Sunday, April 26, 2009

Al Gore backs US climate change bill

WASHINGTON (AFP) – A bill to curb greenhouse gases is "one of the most important pieces of legislation" ever before the US Congress, Nobel laureate and champion of the environment, Al Gore, said Friday.

"Passage of this legislation will restore America's leadership of the world and begin, at long last, to solve the climate crisis," said Gore, the former US vice president who won the Nobel Peace Prize for his work on combating global warming.

"It is truly a moral imperative," he told the House Energy and Commerce Committee.

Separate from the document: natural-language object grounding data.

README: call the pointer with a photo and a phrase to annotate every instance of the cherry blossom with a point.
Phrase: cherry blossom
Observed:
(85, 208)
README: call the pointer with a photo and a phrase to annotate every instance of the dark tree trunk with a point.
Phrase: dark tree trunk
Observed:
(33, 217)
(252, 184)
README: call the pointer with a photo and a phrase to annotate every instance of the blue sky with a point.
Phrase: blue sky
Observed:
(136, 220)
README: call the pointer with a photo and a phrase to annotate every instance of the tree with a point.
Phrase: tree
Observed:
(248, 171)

Congress is examining a draft bill for clean energy development that aims to cut carbon emissions by 20 percent from their 2005 levels by 2020, and boost reliance on renewable sources of energy.

Gore, a former lawmaker in both houses of Congress, said the legislation would simultaneously address three major challenges facing the United States: climate change, the economic crisis and national security threats.

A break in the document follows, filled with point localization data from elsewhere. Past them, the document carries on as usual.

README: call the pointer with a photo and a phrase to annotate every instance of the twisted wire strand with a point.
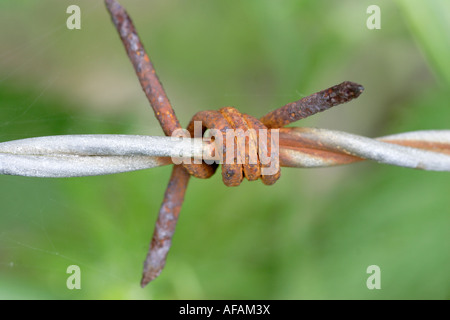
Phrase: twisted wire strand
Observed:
(88, 155)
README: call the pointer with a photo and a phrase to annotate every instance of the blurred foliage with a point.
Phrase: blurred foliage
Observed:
(312, 235)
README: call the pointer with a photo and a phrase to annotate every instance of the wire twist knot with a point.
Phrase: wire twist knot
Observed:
(248, 152)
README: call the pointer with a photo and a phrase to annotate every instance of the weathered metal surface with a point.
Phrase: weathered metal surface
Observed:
(310, 105)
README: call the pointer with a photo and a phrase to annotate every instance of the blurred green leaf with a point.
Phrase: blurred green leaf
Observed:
(430, 24)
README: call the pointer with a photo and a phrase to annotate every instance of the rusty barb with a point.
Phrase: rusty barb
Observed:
(86, 155)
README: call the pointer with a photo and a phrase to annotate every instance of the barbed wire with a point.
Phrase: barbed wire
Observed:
(87, 155)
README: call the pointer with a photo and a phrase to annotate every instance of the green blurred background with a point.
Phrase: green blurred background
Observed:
(310, 236)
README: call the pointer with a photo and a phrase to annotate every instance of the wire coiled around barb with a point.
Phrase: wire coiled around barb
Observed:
(238, 161)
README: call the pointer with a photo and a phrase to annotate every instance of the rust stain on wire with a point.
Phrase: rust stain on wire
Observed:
(298, 146)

"Our country cannot afford more of the status quo, more gasoline price instability, more job losses, more outsourcing of factories, and more years of sending two billion dollars every 24 hours to foreign countries for oil."

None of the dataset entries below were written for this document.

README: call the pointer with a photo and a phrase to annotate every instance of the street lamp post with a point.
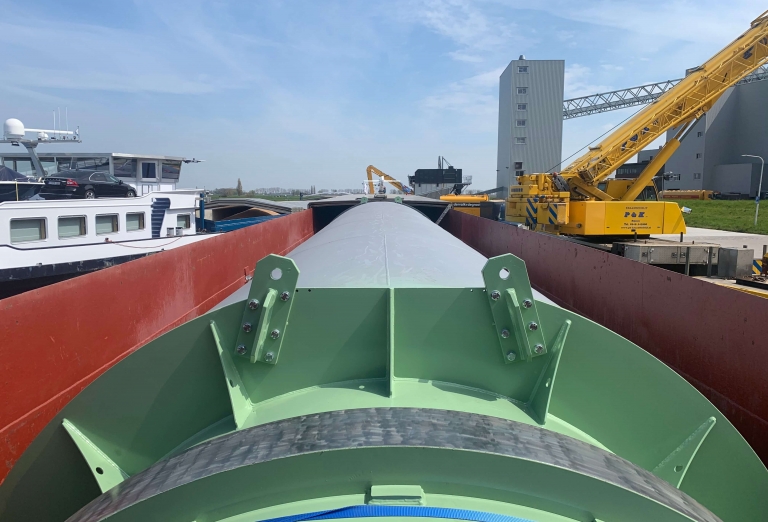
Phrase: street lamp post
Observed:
(759, 183)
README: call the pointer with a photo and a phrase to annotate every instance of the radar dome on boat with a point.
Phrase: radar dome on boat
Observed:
(13, 129)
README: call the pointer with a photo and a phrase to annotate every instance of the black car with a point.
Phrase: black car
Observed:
(88, 184)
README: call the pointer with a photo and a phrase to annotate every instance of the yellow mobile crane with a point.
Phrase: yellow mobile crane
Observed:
(581, 201)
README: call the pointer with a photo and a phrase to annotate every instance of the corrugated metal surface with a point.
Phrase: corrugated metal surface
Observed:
(543, 128)
(57, 339)
(712, 336)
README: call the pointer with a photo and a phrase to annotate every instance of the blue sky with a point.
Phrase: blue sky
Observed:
(294, 93)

The draft bill is set to pass the House of Representatives thanks to a wide Democratic majority there, but its future remains uncertain in the Senate.

Gore said the bill was as important as the civil rights legislation passed by Congress in the 1960s giving African-Americans the right to vote, and the Marshall Plan of the late 1940s for rebuilding Europe after World War II.

But Republicans and some Democrats from coal- or oil-producing states warn of potentially catastrophic economic impacts from setting limits on emissions of greenhouse gases blamed for global warming.

Republican House Minority leader John Boehner said Gore "deserves another Oscar for his testimony today on the Democrats? plans for a massive national energy tax on every American," referring to Gore's Academy Award for his documentary on climate change "An Inconvenient Truth."

"As Mr. Gore spoke to the television cameras in the Committee chamber, news reports indicate that behind the scenes, Democrats are wheeling and dealing, trying to buy votes for this disastrous bill with your taxpayer dollars," Boehner said in a statement.

The White House and the Democratic majority in Congress want the bill completed by the end of the year, with President Barack Obama planning to travel to Copenhagen for a major UN climate change conference in December.